Arte confiscado y guardias que escuchan: padres describen un endurecimiento en el centro de detención de Dilley mientras los niños compartían sus historias
Puntos Clave
- Padres y madres en el Centro de Detención Familiar de Dilley (Dilley Family Residential Center), administrado bajo contrato para ICE (Immigration and Customs Enforcement), denuncian que las obras de arte de los niños fueron incautadas y que guardias presuntamente escuchaban conversaciones privadas.
- Las familias relatan que se limitó la posibilidad de que los niños contaran experiencias de huida y trauma; estas medidas, según se informa, podrían afectar pruebas útiles para solicitudes de asilo (asylum) y entrevistas de temor creíble (credible fear).
- El incidente plantea dudas sobre la supervisión de contratistas privados como GEO Group y la protección de la confidencialidad en espacios donde se desarrollan procesos migratorios y psicológicos.
- Recomendaciones prácticas: documentar el incidente, buscar representación legal y presentar quejas formales ante ICE OPR y DHS CRCL; el Formulario I-589 (solicitud de asilo/asylum) no tiene tarifa.
¿Qué ocurrió?
Padres y madres en Dilley describen que, mientras los niños realizaban dibujos y compartían relatos de su viaje y de la violencia que escaparon, personal de seguridad intervino, presuntamente incautando obras de arte y escuchando conversaciones que no deberían ser monitoreadas. El centro de Dilley es un centro de detención familiar (family detention) en Texas operado por un contratista privado para ICE, y las familias denuncian que las restricciones fueron parte de un “endurecimiento” de las normas internas. Estas denuncias, según se informa, incluyen la supresión de relatos que los niños ofrecían a modo terapéutico o como pruebas de persecución.
Impacto en las familias y en procesos migratorios
La posible incautación de dibujos y relatos tiene implicaciones prácticas para procesos de asilo (asylum) y entrevistas de temor creíble (credible fear interview). Materiales que documentan trauma o persecución pueden ser relevantes para demostrar la credibilidad del solicitante ante USCIS (U.S. Citizenship and Immigration Services) o en cortes de inmigración (EOIR — Executive Office for Immigration Review). Si pruebas o testimonios son removidos o si las familias temen hablar, su capacidad para presentar un caso completo puede verse comprometida. Asimismo, la vigilancia presuntamente intrusiva puede disuadir a las familias de buscar ayuda psicológica o legal dentro del centro.
Qué pueden hacer las familias y la comunidad hispanohablante
- Documentar: si es posible, conservar copias, tomar fotos o anotar fechas, nombres y circunstancias de las supuestas incautaciones —según se informa— y de la vigilancia.
- Buscar representación legal: ante USCIS y en cortes migratorias (EOIR), solicitar un abogado de inmigración o asistencia legal de organizaciones como RAICES, ACLU u otras ONG que trabajen con migrantes. Recordar que la solicitud de asilo (Form I-589) no tiene tarifa.

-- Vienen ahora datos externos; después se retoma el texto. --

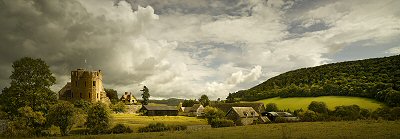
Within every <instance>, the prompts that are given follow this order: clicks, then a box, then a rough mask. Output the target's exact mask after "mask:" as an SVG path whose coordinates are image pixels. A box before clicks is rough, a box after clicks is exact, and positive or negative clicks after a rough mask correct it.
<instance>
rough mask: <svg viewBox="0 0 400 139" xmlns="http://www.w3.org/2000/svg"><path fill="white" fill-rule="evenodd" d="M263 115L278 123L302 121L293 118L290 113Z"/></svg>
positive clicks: (266, 114) (291, 115)
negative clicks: (283, 121) (279, 122)
mask: <svg viewBox="0 0 400 139" xmlns="http://www.w3.org/2000/svg"><path fill="white" fill-rule="evenodd" d="M261 115H263V116H266V117H268V119H269V120H270V121H272V122H275V121H277V119H280V120H284V121H291V122H295V121H299V120H300V119H299V118H298V117H296V116H293V115H292V114H291V113H288V112H264V113H262V114H261Z"/></svg>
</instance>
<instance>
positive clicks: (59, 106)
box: [47, 101, 77, 136]
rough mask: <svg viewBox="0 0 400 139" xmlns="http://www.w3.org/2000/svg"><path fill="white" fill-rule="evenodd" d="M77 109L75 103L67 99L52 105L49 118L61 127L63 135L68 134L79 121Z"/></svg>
mask: <svg viewBox="0 0 400 139" xmlns="http://www.w3.org/2000/svg"><path fill="white" fill-rule="evenodd" d="M75 109H76V108H74V105H72V104H71V103H69V102H67V101H59V102H58V103H57V104H55V105H53V106H51V107H50V112H49V115H48V116H47V118H48V120H49V122H50V123H51V124H52V125H55V126H58V127H60V132H61V135H62V136H65V135H68V134H69V131H70V130H71V128H72V126H73V125H74V124H75V123H77V120H76V119H77V118H76V115H77V113H76V111H75Z"/></svg>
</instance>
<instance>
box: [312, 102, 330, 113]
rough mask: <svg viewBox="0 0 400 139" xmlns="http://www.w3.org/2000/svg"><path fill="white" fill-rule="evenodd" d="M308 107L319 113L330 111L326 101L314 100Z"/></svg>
mask: <svg viewBox="0 0 400 139" xmlns="http://www.w3.org/2000/svg"><path fill="white" fill-rule="evenodd" d="M308 109H309V110H312V111H314V112H317V113H328V107H327V106H326V104H325V102H317V101H312V102H311V104H310V105H308Z"/></svg>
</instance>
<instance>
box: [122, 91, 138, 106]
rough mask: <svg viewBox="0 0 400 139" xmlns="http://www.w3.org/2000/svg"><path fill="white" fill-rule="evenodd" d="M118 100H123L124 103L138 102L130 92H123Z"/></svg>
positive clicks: (130, 103) (125, 103) (133, 102)
mask: <svg viewBox="0 0 400 139" xmlns="http://www.w3.org/2000/svg"><path fill="white" fill-rule="evenodd" d="M119 100H120V101H122V102H124V103H125V104H136V103H138V101H137V100H136V98H135V96H133V95H132V93H131V92H125V94H124V95H122V97H121V98H120V99H119Z"/></svg>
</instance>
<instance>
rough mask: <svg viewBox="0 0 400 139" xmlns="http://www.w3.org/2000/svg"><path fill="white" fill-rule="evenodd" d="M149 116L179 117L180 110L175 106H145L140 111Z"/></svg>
mask: <svg viewBox="0 0 400 139" xmlns="http://www.w3.org/2000/svg"><path fill="white" fill-rule="evenodd" d="M140 111H141V112H143V114H144V115H147V116H165V115H167V116H177V115H178V109H177V108H176V107H174V106H148V105H143V107H142V108H141V109H140Z"/></svg>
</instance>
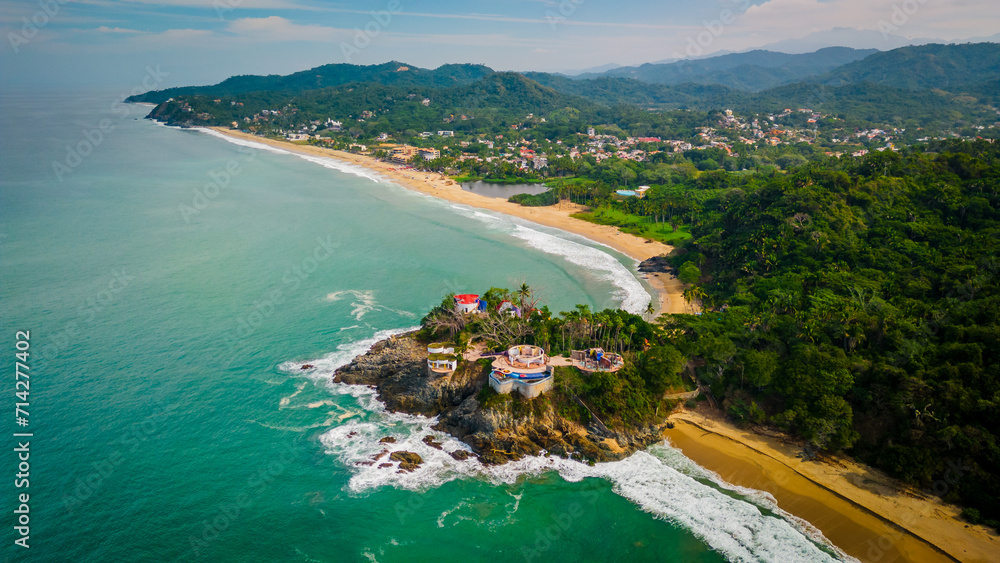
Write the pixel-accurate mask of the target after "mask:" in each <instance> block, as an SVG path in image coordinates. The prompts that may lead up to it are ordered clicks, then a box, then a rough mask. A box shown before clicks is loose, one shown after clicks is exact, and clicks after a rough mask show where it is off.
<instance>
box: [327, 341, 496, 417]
mask: <svg viewBox="0 0 1000 563" xmlns="http://www.w3.org/2000/svg"><path fill="white" fill-rule="evenodd" d="M488 375H489V374H488V372H487V371H486V370H485V368H483V367H482V366H480V365H478V364H464V365H462V366H461V367H460V368H459V369H458V370H457V371H456V372H455V373H453V374H451V375H448V376H433V377H431V376H428V375H427V345H426V344H421V343H420V342H417V341H416V339H414V338H413V337H412V336H411V335H401V336H395V337H392V338H390V339H388V340H383V341H382V342H379V343H378V344H376V345H375V346H373V347H372V349H371V350H370V351H369V352H368V353H367V354H363V355H361V356H358V357H357V358H355V359H354V361H352V362H351V363H350V364H348V365H346V366H344V367H342V368H340V369H339V370H337V372H336V373H335V374H334V379H333V380H334V381H335V382H338V383H349V384H356V385H370V386H373V387H376V388H377V389H378V393H379V398H381V399H382V401H384V402H385V404H386V406H387V407H389V410H392V411H401V412H408V413H412V414H422V415H425V416H436V415H438V414H441V413H442V412H444V411H445V410H447V409H450V408H453V407H455V406H457V405H459V404H461V403H462V401H464V400H465V399H466V397H468V396H470V395H472V394H474V393H476V392H478V391H479V390H480V389H481V388H482V386H483V385H484V384H485V382H486V378H487V377H488Z"/></svg>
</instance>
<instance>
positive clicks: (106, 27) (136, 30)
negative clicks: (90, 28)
mask: <svg viewBox="0 0 1000 563" xmlns="http://www.w3.org/2000/svg"><path fill="white" fill-rule="evenodd" d="M97 31H98V32H99V33H122V34H127V35H132V34H140V33H142V34H144V33H147V32H145V31H139V30H138V29H126V28H124V27H108V26H106V25H102V26H101V27H99V28H97Z"/></svg>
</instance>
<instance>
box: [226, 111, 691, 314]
mask: <svg viewBox="0 0 1000 563" xmlns="http://www.w3.org/2000/svg"><path fill="white" fill-rule="evenodd" d="M212 129H213V130H215V131H217V132H218V133H221V134H223V135H227V136H230V137H234V138H238V139H243V140H247V141H253V142H256V143H263V144H266V145H269V146H273V147H276V148H280V149H282V150H286V151H289V152H296V153H300V154H308V155H312V156H322V157H327V158H336V159H338V160H342V161H345V162H349V163H351V164H354V165H357V166H361V167H364V168H367V169H368V170H372V171H374V172H377V173H378V174H379V175H380V176H383V177H385V178H387V179H389V180H391V181H392V182H393V183H396V184H399V185H400V186H403V187H404V188H408V189H411V190H414V191H417V192H420V193H423V194H427V195H431V196H434V197H437V198H441V199H444V200H447V201H450V202H453V203H460V204H464V205H468V206H470V207H476V208H479V209H488V210H490V211H496V212H499V213H504V214H506V215H513V216H514V217H519V218H521V219H526V220H528V221H532V222H534V223H538V224H540V225H544V226H546V227H554V228H556V229H560V230H563V231H567V232H570V233H573V234H577V235H580V236H582V237H585V238H587V239H590V240H592V241H594V242H597V243H600V244H604V245H606V246H609V247H611V248H613V249H615V250H617V251H618V252H621V253H622V254H624V255H626V256H628V257H630V258H632V259H634V260H637V261H640V262H641V261H643V260H647V259H649V258H652V257H654V256H660V255H663V254H669V253H670V252H671V251H672V250H673V247H672V246H670V245H667V244H663V243H661V242H656V241H651V240H648V239H645V238H641V237H637V236H634V235H630V234H628V233H623V232H621V231H619V230H618V229H617V228H616V227H611V226H608V225H595V224H594V223H588V222H586V221H582V220H580V219H574V218H573V217H571V216H570V215H572V214H573V213H578V212H580V211H584V210H586V207H584V206H582V205H578V204H575V203H568V202H563V203H560V204H557V205H552V206H548V207H524V206H521V205H518V204H516V203H510V202H509V201H506V200H503V199H498V198H492V197H486V196H482V195H479V194H476V193H472V192H469V191H466V190H463V189H462V187H461V186H460V185H458V184H457V183H455V182H454V181H452V180H451V179H449V178H448V177H446V176H443V175H441V174H436V173H430V172H420V171H417V170H407V169H405V168H404V167H403V166H401V165H398V164H394V163H390V162H381V161H378V160H376V159H375V158H373V157H370V156H365V155H358V154H354V153H349V152H345V151H337V150H333V149H327V148H322V147H317V146H313V145H300V144H295V143H290V142H287V141H278V140H274V139H267V138H264V137H258V136H256V135H250V134H247V133H242V132H239V131H234V130H231V129H226V128H223V127H212ZM646 280H647V281H648V282H649V284H650V286H652V287H653V288H654V289H655V290H656V291H658V292H660V295H659V298H657V296H654V297H653V308H654V309H657V311H656V316H659V315H660V314H664V313H684V312H691V308H690V306H689V305H687V304H686V302H685V300H684V296H683V291H684V289H683V287H682V284H681V283H680V281H679V280H677V279H676V278H674V277H673V276H671V275H668V274H648V275H647V276H646ZM657 305H659V308H658V307H657ZM685 307H687V311H685Z"/></svg>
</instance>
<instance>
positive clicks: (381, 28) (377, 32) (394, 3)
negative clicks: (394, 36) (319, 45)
mask: <svg viewBox="0 0 1000 563" xmlns="http://www.w3.org/2000/svg"><path fill="white" fill-rule="evenodd" d="M402 11H403V8H402V6H401V2H400V0H389V4H388V5H386V7H385V9H384V10H378V11H375V10H372V11H371V12H370V14H371V16H372V19H371V20H370V21H369V22H368V23H366V24H365V27H364V28H363V29H361V28H355V30H354V40H353V41H351V42H350V43H348V42H347V41H341V42H340V52H341V53H342V54H343V55H344V61H346V62H348V63H351V62H353V58H354V56H355V55H360V54H361V52H362V51H364V50H365V49H366V48H368V46H369V45H371V43H372V40H373V39H375V38H376V37H378V36H379V35H381V33H382V30H383V29H385V28H386V27H389V24H390V23H391V22H392V17H393V16H394V15H397V14H399V13H400V12H402Z"/></svg>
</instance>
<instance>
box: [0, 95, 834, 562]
mask: <svg viewBox="0 0 1000 563" xmlns="http://www.w3.org/2000/svg"><path fill="white" fill-rule="evenodd" d="M120 99H121V97H120V95H119V93H118V92H106V93H100V92H99V93H87V94H79V93H74V94H58V93H48V94H33V95H21V94H11V93H4V94H3V95H2V97H0V108H2V110H0V130H2V132H3V135H2V136H0V144H2V146H0V169H2V170H3V174H2V176H0V265H2V268H0V276H2V282H0V287H2V292H3V293H2V299H0V308H2V324H3V331H2V334H3V335H4V337H5V338H7V342H8V344H7V349H8V350H10V352H9V356H8V357H9V359H8V366H11V367H10V370H9V371H11V372H12V371H13V370H14V367H13V366H14V362H15V361H16V359H15V356H14V354H15V351H16V350H15V346H16V340H17V336H16V332H17V331H30V338H29V339H28V342H29V344H30V348H29V351H30V358H29V366H30V368H29V374H30V383H31V386H30V396H29V397H27V398H28V400H27V401H25V402H27V403H28V405H27V406H26V407H24V408H23V410H24V411H27V413H28V414H27V415H26V416H25V417H24V418H25V419H26V420H27V424H26V425H25V426H18V425H17V423H16V422H15V416H14V413H13V412H11V414H10V415H9V416H10V418H9V419H8V421H9V422H8V423H7V431H8V432H7V433H6V435H7V436H8V437H7V438H5V440H6V443H5V451H7V452H8V454H7V456H8V457H7V460H6V461H5V464H4V466H5V467H7V470H8V471H9V472H10V473H9V474H8V478H7V482H8V485H7V486H6V487H5V488H4V489H3V494H4V497H3V502H4V503H5V505H4V506H6V509H7V510H6V514H7V515H8V516H7V517H6V522H5V529H6V530H7V533H6V540H7V541H6V542H5V543H6V545H5V546H4V550H5V554H4V555H5V557H6V559H7V560H10V561H102V562H103V561H199V560H201V561H380V562H382V561H496V560H511V561H522V560H523V561H541V560H546V561H621V560H629V561H695V562H700V561H705V562H708V561H725V560H731V561H776V560H779V559H780V560H782V561H783V562H791V561H823V560H836V559H843V555H842V554H840V553H839V552H838V551H837V550H836V549H835V548H832V547H830V546H828V545H826V544H825V541H824V540H823V539H822V536H820V535H819V534H818V532H816V531H815V530H814V529H813V528H812V527H811V526H809V525H808V524H807V523H805V522H801V521H798V520H797V519H795V518H792V517H790V516H788V515H787V514H784V513H783V512H781V511H780V510H778V509H777V508H776V507H775V506H774V503H773V502H772V501H771V500H770V499H769V498H768V497H767V495H765V494H763V493H758V492H755V491H749V490H744V489H739V488H737V487H733V486H729V485H726V484H725V483H723V482H721V481H720V480H719V479H718V478H717V477H716V476H715V475H714V474H712V473H710V472H708V471H706V470H704V469H702V468H700V467H698V466H697V465H695V464H694V463H693V462H691V461H689V460H687V459H686V458H684V457H683V456H682V455H681V454H680V452H679V451H677V450H675V449H673V448H671V447H670V446H669V445H667V444H661V445H657V446H654V447H652V448H650V449H649V450H648V451H645V452H639V453H637V454H635V455H633V456H632V457H630V458H629V459H627V460H624V461H621V462H616V463H607V464H597V465H595V466H588V465H586V464H581V463H577V462H572V461H567V460H562V459H551V458H533V459H527V460H523V461H521V462H518V463H512V464H508V465H505V466H501V467H483V466H481V465H480V464H479V463H478V462H476V461H465V462H458V461H455V460H454V459H452V458H451V457H450V456H449V455H447V453H446V452H449V451H454V450H456V449H467V447H466V446H465V445H464V444H462V443H460V442H458V441H457V440H455V439H453V438H451V437H449V436H447V435H444V434H441V433H440V432H437V431H434V430H432V429H431V426H432V425H433V423H434V421H433V420H431V419H427V418H424V417H417V416H409V415H404V414H393V413H389V412H387V411H386V410H385V408H384V407H383V406H382V405H381V403H379V401H378V400H377V399H376V397H375V396H374V394H373V392H372V391H371V390H370V389H367V388H363V387H349V386H343V385H335V384H333V383H331V379H330V376H331V375H332V373H333V371H334V370H335V369H336V368H337V367H338V366H341V365H344V364H345V363H347V362H349V361H350V360H351V359H352V358H353V357H354V356H355V355H357V354H359V353H362V352H364V351H365V350H366V349H367V348H368V347H369V346H370V345H371V344H372V343H374V342H376V341H377V340H378V339H381V338H384V337H386V336H387V335H390V334H394V333H398V332H401V331H405V330H407V329H409V328H411V327H414V326H416V325H418V324H419V322H420V318H421V317H422V316H423V315H424V314H425V313H426V312H427V311H428V310H429V309H430V308H431V307H433V306H435V305H436V304H438V303H440V301H441V298H442V297H443V296H444V295H445V294H447V293H449V292H480V291H484V290H485V289H487V288H488V287H490V286H506V287H512V286H514V285H519V284H520V283H522V282H526V283H528V284H530V285H531V286H533V287H535V288H537V290H538V292H539V293H540V295H541V297H542V299H543V302H545V303H547V304H548V305H549V306H550V308H551V309H552V310H554V311H565V310H569V309H571V308H572V307H573V306H574V305H575V304H576V303H585V304H587V305H589V306H590V307H591V308H592V309H602V308H605V307H624V308H626V309H629V310H632V311H641V310H642V309H644V308H645V305H646V303H647V302H648V301H649V290H648V288H647V287H646V286H645V285H644V284H643V282H642V281H641V280H640V279H638V278H637V276H636V272H635V264H634V262H633V261H632V260H630V259H629V258H627V257H625V256H622V255H620V254H617V253H615V252H614V251H612V250H610V249H608V248H606V247H603V246H600V245H597V244H594V243H591V242H588V241H586V240H584V239H581V238H579V237H576V236H574V235H570V234H567V233H563V232H560V231H556V230H553V229H547V228H544V227H540V226H537V225H532V224H530V223H527V222H523V221H516V220H511V219H509V218H505V217H501V216H498V215H496V214H494V213H490V212H485V211H478V210H475V209H470V208H468V207H463V206H456V205H453V204H450V203H447V202H442V201H439V200H435V199H433V198H430V197H427V196H423V195H420V194H416V193H413V192H409V191H407V190H404V189H402V188H400V187H398V186H396V185H394V184H392V183H391V182H388V181H386V180H385V179H382V178H379V177H377V176H375V175H373V174H372V173H369V172H367V171H364V170H358V169H354V168H350V167H347V166H344V165H342V164H339V163H335V162H332V161H328V160H325V159H317V158H306V157H300V156H297V155H293V154H289V153H285V152H283V151H278V150H274V149H270V148H265V147H264V146H262V145H255V144H254V143H237V142H233V141H229V140H226V139H224V138H219V137H218V136H216V135H213V134H210V133H208V132H205V131H197V130H180V129H175V128H170V127H165V126H161V125H158V124H156V123H153V122H151V121H148V120H144V119H142V118H143V117H144V116H145V114H146V113H147V112H148V110H149V108H148V107H146V106H136V105H121V104H119V103H117V102H118V101H119V100H120ZM306 363H309V364H312V365H313V366H314V368H313V369H310V370H302V369H300V368H301V366H302V365H304V364H306ZM7 389H8V394H7V396H8V401H9V402H8V407H7V408H9V409H10V411H14V410H15V406H16V405H15V403H16V402H20V401H21V400H20V399H17V398H15V396H14V382H13V377H12V378H11V379H9V380H8V384H7ZM15 432H22V433H23V432H30V433H31V434H32V436H31V437H30V438H14V437H13V433H15ZM428 434H431V435H434V436H435V437H436V439H437V440H438V441H441V442H443V444H444V450H445V451H438V450H435V449H432V448H430V447H429V446H427V445H426V444H424V443H423V442H421V439H422V438H423V437H424V436H426V435H428ZM387 435H391V436H394V437H396V439H397V442H396V444H395V445H393V447H394V448H395V449H400V450H403V449H405V450H409V451H414V452H417V453H419V454H420V455H421V456H422V457H423V458H424V459H425V461H426V463H425V464H424V465H423V466H422V467H421V468H420V469H418V470H417V471H415V472H413V473H402V474H400V473H396V472H394V470H391V469H380V468H378V467H377V465H376V466H371V465H363V464H362V463H361V462H364V461H366V460H367V459H368V458H369V457H370V456H371V455H372V454H373V453H378V452H380V451H381V450H382V449H383V446H384V445H383V444H379V443H378V441H379V439H380V438H381V437H383V436H387ZM26 439H27V440H28V441H29V442H30V446H29V449H30V460H29V461H27V462H26V463H28V464H29V465H30V470H29V473H30V478H29V481H30V484H28V485H27V486H26V487H24V486H23V487H21V488H18V487H15V486H14V480H15V478H14V474H15V473H16V472H17V471H18V467H17V463H18V460H17V459H16V458H15V454H14V453H13V451H14V448H17V447H18V445H19V444H20V443H21V442H19V441H18V440H26ZM22 469H23V467H22ZM23 493H26V494H29V495H30V500H29V502H28V503H27V504H28V507H29V513H28V514H29V517H28V518H29V520H30V522H29V524H28V527H29V528H30V530H29V531H30V534H29V540H28V543H29V545H30V548H28V549H25V548H23V547H20V546H16V545H14V540H15V539H17V538H18V537H20V536H19V535H18V534H19V532H18V531H17V530H15V529H14V528H13V527H14V526H16V525H17V521H16V520H15V518H16V517H17V515H16V514H14V513H13V511H14V510H15V509H17V508H18V507H19V505H20V504H21V503H20V502H19V499H18V498H17V495H18V494H23Z"/></svg>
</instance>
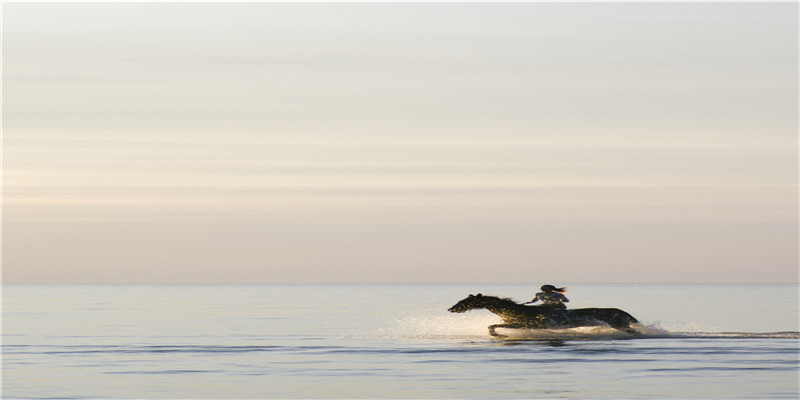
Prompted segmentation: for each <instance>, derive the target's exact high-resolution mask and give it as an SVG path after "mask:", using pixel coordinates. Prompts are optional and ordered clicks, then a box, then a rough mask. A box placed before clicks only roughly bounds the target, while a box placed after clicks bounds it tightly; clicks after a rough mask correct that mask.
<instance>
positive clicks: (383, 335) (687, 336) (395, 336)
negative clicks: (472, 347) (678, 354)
mask: <svg viewBox="0 0 800 400" xmlns="http://www.w3.org/2000/svg"><path fill="white" fill-rule="evenodd" d="M498 323H501V321H500V319H499V318H498V317H496V316H494V315H485V314H470V315H463V314H462V315H444V316H406V317H403V318H400V319H397V320H396V321H395V324H394V325H393V326H392V327H391V328H386V329H382V330H381V336H383V337H399V338H414V339H481V338H482V339H486V338H491V336H490V335H489V332H488V326H489V325H492V324H498ZM635 329H636V331H637V332H638V333H639V334H638V335H631V334H629V333H626V332H622V331H620V330H618V329H614V328H612V327H610V326H607V325H606V326H584V327H577V328H568V329H510V328H497V332H498V333H500V334H502V335H504V336H505V337H501V338H499V339H505V340H622V339H670V338H672V339H680V338H684V339H690V338H695V339H709V338H720V339H723V338H728V339H742V338H754V339H800V332H699V331H698V332H673V331H670V330H667V329H664V328H663V327H661V326H660V325H659V324H658V323H654V324H650V325H637V326H635Z"/></svg>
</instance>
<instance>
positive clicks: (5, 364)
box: [2, 282, 800, 399]
mask: <svg viewBox="0 0 800 400" xmlns="http://www.w3.org/2000/svg"><path fill="white" fill-rule="evenodd" d="M543 283H549V282H543ZM555 283H556V284H564V283H562V282H555ZM567 286H569V291H568V292H567V296H568V297H569V298H570V300H571V302H570V303H569V306H570V307H571V308H581V307H616V308H620V309H623V310H626V311H628V312H629V313H631V314H632V315H634V316H635V317H637V318H638V319H639V320H640V322H641V323H642V327H641V328H640V329H641V332H642V335H641V336H639V337H635V338H632V337H630V336H629V335H627V334H622V333H619V332H617V331H615V330H613V329H611V328H603V327H599V328H598V327H596V328H576V329H569V330H548V331H532V330H499V331H500V332H501V333H504V334H508V335H509V337H508V338H504V339H498V338H494V337H491V336H489V335H488V331H487V328H486V327H487V326H488V325H490V324H493V323H498V322H499V321H500V320H499V318H498V317H496V316H495V315H494V314H492V313H490V312H489V311H486V310H474V311H470V312H467V313H465V314H452V313H449V312H447V308H449V307H450V306H452V305H453V304H455V303H456V302H457V301H458V300H460V299H462V298H464V297H466V296H467V295H469V294H475V293H479V292H480V293H483V294H486V295H496V296H502V297H511V298H514V299H515V300H517V301H519V302H523V301H527V300H530V299H531V298H532V297H533V294H534V293H535V292H536V291H537V287H538V284H524V285H523V284H506V285H498V284H449V285H439V284H427V285H389V284H386V285H260V284H244V285H235V284H231V285H135V284H132V285H127V284H126V285H11V284H5V285H3V286H2V290H3V296H2V297H3V343H2V349H3V354H2V361H3V365H2V372H3V375H2V379H3V382H2V398H4V399H13V398H25V399H96V398H101V399H133V398H135V399H205V398H213V399H237V398H242V399H271V398H281V399H294V398H305V399H316V398H326V399H335V398H358V399H361V398H375V399H389V398H394V399H397V398H415V399H439V398H460V399H523V398H524V399H533V398H553V399H562V398H567V399H586V398H591V399H660V398H669V399H781V398H782V399H796V398H798V395H800V389H799V386H800V369H799V367H800V360H799V357H800V333H798V331H800V327H798V286H797V285H796V284H770V285H765V284H747V285H740V284H713V285H707V284H697V285H686V284H680V285H673V284H624V285H623V284H620V285H600V284H574V285H567Z"/></svg>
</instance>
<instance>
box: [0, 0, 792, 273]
mask: <svg viewBox="0 0 800 400" xmlns="http://www.w3.org/2000/svg"><path fill="white" fill-rule="evenodd" d="M2 22H3V32H2V33H3V280H4V282H7V283H9V282H531V283H537V284H538V283H553V284H569V283H579V282H796V281H797V278H798V271H797V268H798V109H797V107H798V72H797V68H798V5H797V4H796V3H772V4H764V3H608V4H604V3H601V4H592V3H502V4H501V3H441V4H424V3H399V4H386V3H343V4H329V3H313V4H311V3H238V4H230V3H175V4H158V3H125V4H113V3H74V4H57V3H27V4H26V3H5V4H4V5H3V21H2Z"/></svg>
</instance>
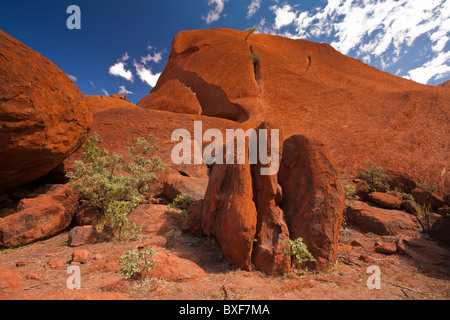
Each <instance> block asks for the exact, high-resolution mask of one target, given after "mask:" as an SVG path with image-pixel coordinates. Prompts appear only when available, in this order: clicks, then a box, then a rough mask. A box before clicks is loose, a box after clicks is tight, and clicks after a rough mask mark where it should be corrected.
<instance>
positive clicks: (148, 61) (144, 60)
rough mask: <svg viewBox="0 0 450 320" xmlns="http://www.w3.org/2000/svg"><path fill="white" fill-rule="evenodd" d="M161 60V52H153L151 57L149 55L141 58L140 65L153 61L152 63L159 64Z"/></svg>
mask: <svg viewBox="0 0 450 320" xmlns="http://www.w3.org/2000/svg"><path fill="white" fill-rule="evenodd" d="M161 60H162V52H155V53H154V54H153V56H152V55H151V54H148V55H147V56H145V57H142V58H141V62H142V64H147V63H149V62H150V61H153V62H154V63H159V62H160V61H161Z"/></svg>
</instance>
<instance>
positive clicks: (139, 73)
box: [133, 61, 161, 88]
mask: <svg viewBox="0 0 450 320" xmlns="http://www.w3.org/2000/svg"><path fill="white" fill-rule="evenodd" d="M133 65H134V67H135V68H136V73H137V75H138V76H139V78H140V79H141V80H142V82H145V83H147V84H148V85H149V86H150V87H152V88H153V87H155V86H156V83H157V82H158V79H159V76H160V75H161V73H157V74H153V73H152V71H151V69H147V68H146V67H145V66H144V65H141V64H139V63H137V62H136V61H134V62H133Z"/></svg>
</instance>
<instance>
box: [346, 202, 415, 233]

- Presentar quejas formales: las familias pueden presentar reclamos ante ICE OPR (Office of Professional Responsibility) y la rama de Derechos Civiles y Libertades Civiles de DHS (CRCL — Civil Rights and Civil Liberties). También conviene que el abogado documente cualquier pérdida de pruebas potencialmente relevantes para el caso.
- Expectativas de tiempos: la detención familiar ha variado en duración desde semanas hasta varios meses; las entrevistas de temor creíble (credible fear) suelen ser programadas con relativa rapidez pero los procesos de asilo y las fechas ante cortes de inmigración pueden extenderse por años debido al atraso (backlog) en el sistema.